29.06.16 | 0 Comments|
If you’re not aware of all the potential dangers you can fall victim to online it’s only a matter of time before the worst happens, whether you use antivirus software or not.
Although Spear Phishing is a less common threat than malware the danger comes from the fact that such attacks are targeted at your specific vulnerabilities, making it much more effective.
One of the most widespread and well known scam methods to try to get ahold of sensitive personal information, banking info for example, is phishing.
Phishing mostly, but not exclusively, takes place via email. Scammers present themselves as trustworthy sources or companies, and try to persuade potential victims to hand over personal information like usernames, passwords, credit card and/or banking info. Scammers are ‘fishing’ for information, hence the term phishing.
A lot has been published about phishing, and people are often warned to be cautious of, and pay close attention to, phishing scams.

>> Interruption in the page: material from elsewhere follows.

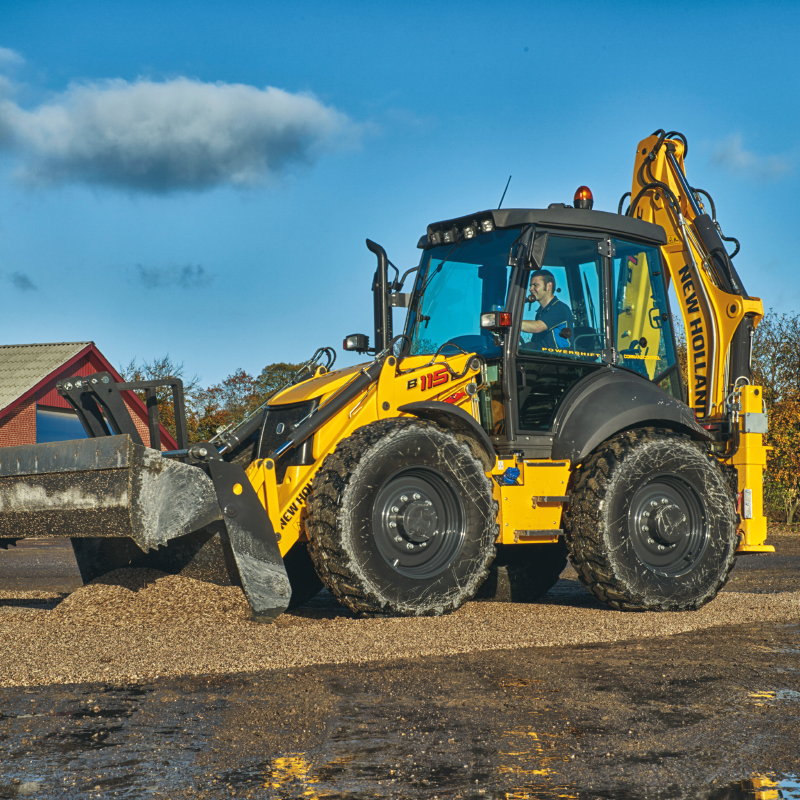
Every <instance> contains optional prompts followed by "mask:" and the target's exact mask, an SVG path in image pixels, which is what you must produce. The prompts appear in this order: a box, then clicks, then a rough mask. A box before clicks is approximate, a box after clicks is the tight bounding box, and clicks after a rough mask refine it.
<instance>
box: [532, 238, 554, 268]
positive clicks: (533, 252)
mask: <svg viewBox="0 0 800 800" xmlns="http://www.w3.org/2000/svg"><path fill="white" fill-rule="evenodd" d="M549 236H550V234H549V233H538V234H536V237H535V238H534V240H533V244H532V245H531V254H530V262H531V266H533V268H534V269H541V268H542V264H544V254H545V251H546V250H547V239H548V237H549Z"/></svg>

It works in a fairly simple way: a phishing email is sent out to a large group of people, without targeting anybody in particular. Sure, not everyone will respond, but sending out a large number of emails will generate enough responses to make it worthwhile.

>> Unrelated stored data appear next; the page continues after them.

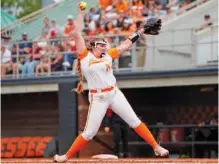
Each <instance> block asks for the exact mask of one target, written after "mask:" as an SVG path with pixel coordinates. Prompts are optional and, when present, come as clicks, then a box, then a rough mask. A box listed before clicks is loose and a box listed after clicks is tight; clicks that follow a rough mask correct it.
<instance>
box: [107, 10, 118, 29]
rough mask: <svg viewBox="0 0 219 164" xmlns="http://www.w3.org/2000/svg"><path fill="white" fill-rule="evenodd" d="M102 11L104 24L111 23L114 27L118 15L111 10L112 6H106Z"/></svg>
mask: <svg viewBox="0 0 219 164" xmlns="http://www.w3.org/2000/svg"><path fill="white" fill-rule="evenodd" d="M104 11H105V13H104V20H105V22H108V21H111V22H112V23H113V25H116V19H117V18H118V16H119V15H118V14H117V13H116V12H115V11H114V10H113V6H108V7H107V8H106V9H105V10H104Z"/></svg>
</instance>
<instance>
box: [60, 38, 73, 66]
mask: <svg viewBox="0 0 219 164" xmlns="http://www.w3.org/2000/svg"><path fill="white" fill-rule="evenodd" d="M63 48H64V51H65V53H64V54H63V63H62V65H63V69H64V70H72V67H73V63H74V60H75V59H76V55H75V50H76V47H75V41H74V40H72V41H71V42H68V43H67V44H65V46H64V47H63Z"/></svg>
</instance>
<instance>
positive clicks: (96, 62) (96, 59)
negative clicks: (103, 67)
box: [89, 58, 107, 67]
mask: <svg viewBox="0 0 219 164" xmlns="http://www.w3.org/2000/svg"><path fill="white" fill-rule="evenodd" d="M105 61H107V60H106V59H94V58H91V59H90V60H89V67H90V66H91V65H94V64H98V63H102V62H105Z"/></svg>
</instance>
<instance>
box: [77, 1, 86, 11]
mask: <svg viewBox="0 0 219 164" xmlns="http://www.w3.org/2000/svg"><path fill="white" fill-rule="evenodd" d="M79 7H80V9H81V10H85V9H86V8H87V4H86V3H85V2H80V4H79Z"/></svg>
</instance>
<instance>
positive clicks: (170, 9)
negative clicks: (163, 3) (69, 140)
mask: <svg viewBox="0 0 219 164" xmlns="http://www.w3.org/2000/svg"><path fill="white" fill-rule="evenodd" d="M175 18H176V14H175V13H174V12H172V11H171V8H170V7H167V8H166V16H165V17H163V18H162V21H163V22H167V21H169V20H174V19H175Z"/></svg>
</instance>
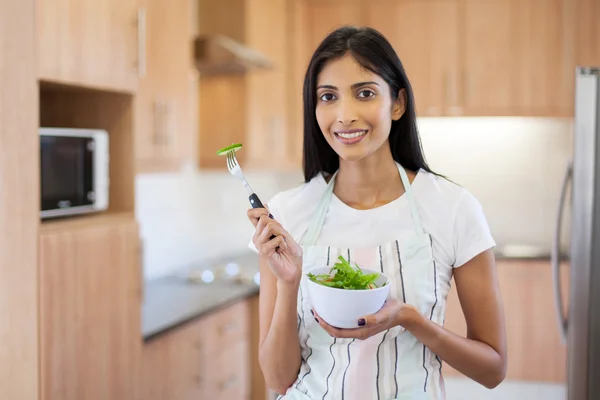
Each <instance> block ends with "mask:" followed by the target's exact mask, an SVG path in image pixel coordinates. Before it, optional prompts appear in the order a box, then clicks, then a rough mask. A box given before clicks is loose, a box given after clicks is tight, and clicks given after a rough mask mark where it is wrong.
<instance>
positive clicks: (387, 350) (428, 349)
mask: <svg viewBox="0 0 600 400" xmlns="http://www.w3.org/2000/svg"><path fill="white" fill-rule="evenodd" d="M399 173H400V177H401V179H402V183H403V185H404V188H405V195H406V197H407V200H408V203H409V206H410V211H411V215H412V220H413V228H414V229H411V230H408V231H403V232H399V233H398V237H397V238H396V239H395V240H393V241H391V242H389V243H383V244H381V245H379V246H376V247H363V248H335V247H328V246H317V245H316V241H317V238H318V236H319V233H320V230H321V227H322V226H323V222H324V221H325V216H326V214H327V210H328V208H329V204H330V202H331V197H332V195H333V182H334V181H335V174H334V175H333V177H332V178H331V180H330V182H329V184H328V185H327V189H326V190H325V193H324V195H323V196H322V198H321V200H320V202H319V205H318V207H317V211H316V212H315V214H314V216H313V218H312V221H311V222H310V223H309V228H308V230H307V232H306V234H305V235H304V236H303V237H302V239H301V240H300V241H299V243H300V244H301V245H302V248H303V251H304V260H303V267H302V269H303V275H304V277H303V279H302V282H301V284H300V289H299V291H298V335H299V338H300V345H301V351H302V363H301V367H300V372H299V374H298V377H297V379H296V381H295V382H294V384H293V385H292V386H291V387H290V388H289V389H288V390H287V392H286V393H285V395H283V396H279V398H280V399H285V400H316V399H319V400H338V399H342V400H344V399H345V400H371V399H373V400H393V399H395V400H400V399H401V400H405V399H406V400H408V399H410V400H425V399H427V400H441V399H443V398H444V385H443V379H442V373H441V368H442V362H441V360H440V359H439V358H438V357H437V356H436V355H435V354H434V353H432V352H431V351H430V350H429V349H428V348H427V347H425V345H423V344H422V343H421V342H419V341H418V340H417V339H416V338H415V337H414V336H413V335H412V334H411V333H410V332H407V331H406V330H405V329H404V328H402V327H400V326H397V327H394V328H392V329H389V330H386V331H383V332H381V333H379V334H377V335H375V336H372V337H370V338H368V339H366V340H358V339H337V338H333V337H331V336H329V334H328V333H327V332H326V331H325V330H323V328H321V327H320V326H319V324H318V323H317V322H316V321H315V319H314V318H313V316H312V315H311V312H310V310H311V308H312V305H311V302H310V298H309V296H308V289H307V286H306V285H307V282H306V273H308V272H310V271H311V270H312V269H314V268H319V267H322V266H325V265H327V266H332V265H333V264H334V263H335V262H336V259H337V258H338V256H339V255H343V256H344V257H346V258H347V259H348V260H349V261H350V262H352V263H355V262H356V263H358V265H360V266H364V267H365V268H369V269H375V268H377V269H380V270H381V271H382V272H383V273H384V274H386V275H387V276H388V277H390V279H391V281H392V286H391V288H390V296H391V297H392V298H394V299H399V300H401V301H403V302H405V303H408V304H412V305H414V306H415V307H417V309H418V310H419V312H420V313H421V314H422V315H425V316H426V317H427V318H429V319H431V320H432V321H434V322H436V323H438V324H440V325H442V324H443V309H444V308H445V307H442V306H441V303H442V302H443V301H445V299H442V298H438V280H439V278H438V271H437V270H436V264H435V261H434V259H433V252H432V241H431V237H430V236H429V234H427V233H425V232H424V231H423V227H422V225H421V220H420V218H419V215H418V212H417V207H416V202H415V198H414V195H413V192H412V189H411V186H410V183H409V180H408V176H407V175H406V172H405V171H404V169H403V168H401V167H400V168H399ZM365 234H368V232H366V233H365ZM440 297H441V296H440Z"/></svg>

To maintain the level of success of the phishing method, scammers need to come up with new methods, or new iterations of known methods. Once such spin-off is spear phishing.
Phishing emails typically try to reach as many people as possible, but without actually targeting anyone specifically.
Spear phishing is a different ballgame, because this method does actually target specific groups, or even individuals. Spear phishing emails are designed to appear to come from someone the recipient knows and trusts – a colleague, business manager or human resources department – and can include a subject line or content that is specifically tailored to the victim’s known interests or industry.
An estimated 91% of targeted hacking attacks fall into the phishing and spear phishing category. The reason why it is such an effective method, is that email is generally regarded as trusted traffic. That’s how it gets into the network, even if firewalls and other types of security software are active.
Phishing attacks work for the simple reason that an awful lot of people click on such emails, even when they are suspicious.
Spear phishing is typically the type of scam that happens to people at their workplace.
A scammer gets your contact information, or the contact info of everyone in the whole company. That is where the preparation starts: scammers will take the time to inform themselves about your company and the people that work there – from the lowest rung all the way up to the management.
That way, they have the best shot of creating an email that will hit home and bring results. A typical spear phishing example would be an email from one authoritative person to another. If the scammer does a good job, there will be nothing weird or ‘fishy’ about the email.
The outcome of such an effort is generally the same as in regular phishing attacks: clicks to malicious content, submission of personal, sensitive info, and a lot of repairing and trying to save whatever’s left to save once the victim finds out what actually happened.
Take your time to read emails and be aware of little hints that are ‘off’ – it can save you a lot of trouble as your antivirus software may not protect you against every attack.